Já, nos crimes de rapto ou de sedução, ocorre o contrário, pois é exigida a aquiescência como elementar do tipo. Se não houver a aceitação, configura-se crime mais grave (estupro ou atentado violento ao pudor), ocorrendo, pois, o fenômeno da atipicidade relativa.



CONSENTIMENTO COMO CAUSA DE EXCLUSÃO DA ILICITUDE.

Quando o consentimento ou o dissenso não forem elementares do tipo, funcionarão como causa de justificação, desde que preenchidos alguns requisitos legais, sejam eles: 1) disponibilidade do bem, 2) capacidade jurídica e mental para dispor desse bem, 3) que o bem jurídico seja da pessoa que consente, 4) que o consentimento seja livre e consciente, 5) que o agente pratique exatamente o fato típico previsto em lei e consentido pela vítima.



CONSENTIMENTO E OPERAÇÕES CIRÚRGICAS.

Em situações de emergência, ou nas hipóteses de caso fortuito ou força maior (vítima inconsciente ou sem condições de consentir), dispensa-se o consentimento do paciente.

Trata-se de causa de exclusão da ilicitude, uma vez caracterizado o exercício regular de direito de exercer a profissão.
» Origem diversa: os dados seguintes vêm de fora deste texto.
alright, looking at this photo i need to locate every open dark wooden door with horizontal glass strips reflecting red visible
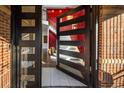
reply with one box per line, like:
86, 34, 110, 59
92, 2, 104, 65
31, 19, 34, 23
57, 6, 90, 86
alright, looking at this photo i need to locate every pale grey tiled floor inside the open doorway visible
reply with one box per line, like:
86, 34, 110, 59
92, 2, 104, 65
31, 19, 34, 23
42, 67, 86, 87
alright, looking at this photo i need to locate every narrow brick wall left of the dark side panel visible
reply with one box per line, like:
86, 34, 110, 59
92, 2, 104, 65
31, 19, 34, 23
0, 10, 10, 88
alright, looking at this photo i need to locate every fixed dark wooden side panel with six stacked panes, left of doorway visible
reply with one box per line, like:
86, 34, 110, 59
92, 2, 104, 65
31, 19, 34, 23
12, 6, 42, 88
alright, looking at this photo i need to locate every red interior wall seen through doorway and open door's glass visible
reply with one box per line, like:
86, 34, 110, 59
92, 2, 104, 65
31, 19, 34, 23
48, 9, 85, 52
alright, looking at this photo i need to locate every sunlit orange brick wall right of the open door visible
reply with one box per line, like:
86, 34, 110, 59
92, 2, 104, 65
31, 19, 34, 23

Esse também resta configurado, nos casos em que há a amputação de membro grangrenado (necessário para salvar a vida do paciente) ou aborto necessário, previsto no art.128, I, do CP.

CONSENTIMENTO COMO CAUSA DE DIMINUIÇÃO DE PENA.

O consentimento, no crime de rapto consensual, além de ser elementar do tipo (art.220), também funciona como causa especial de redução de pena, respondendo o sujeito por pena de detenção.



CONSENTIMENTO DA VÍTIMA NOS DELITOS CULPOSOS.

O consentimento, nos crimes culposos, pode ser considerado eficaz, desde que a vítima seja cientificada do perigo a que se expõe e o assuma.

Assim, se um de nós resolver escalar uma montanha, mesmo sabendo dos riscos de desmoronamento, não poderá reclamar da imprudência dos alpinistas que o colocaram em situação perigosa. Entretanto, esses estarão na posição de garantidores, devendo prestar socorro se isso se mostrar necessário (dever jurídico previsto no artigo 13 do CP).





CONSENTIMENTO COMO CAUSA DE EXTINÇÃO DA PUNIBILIDADE.

O consentimento pode, ainda acarretar a extinção da punibilidade, em razão da decadência, renúncia, perdão do ofendido, perempção, dentre outros. Isso ocorre nos crimes de ação privada ou pública condicionada à representação, sendo irrelevante o fato de o bem ser ou não disponível, porque o ofendido pode ou não dar início à ação.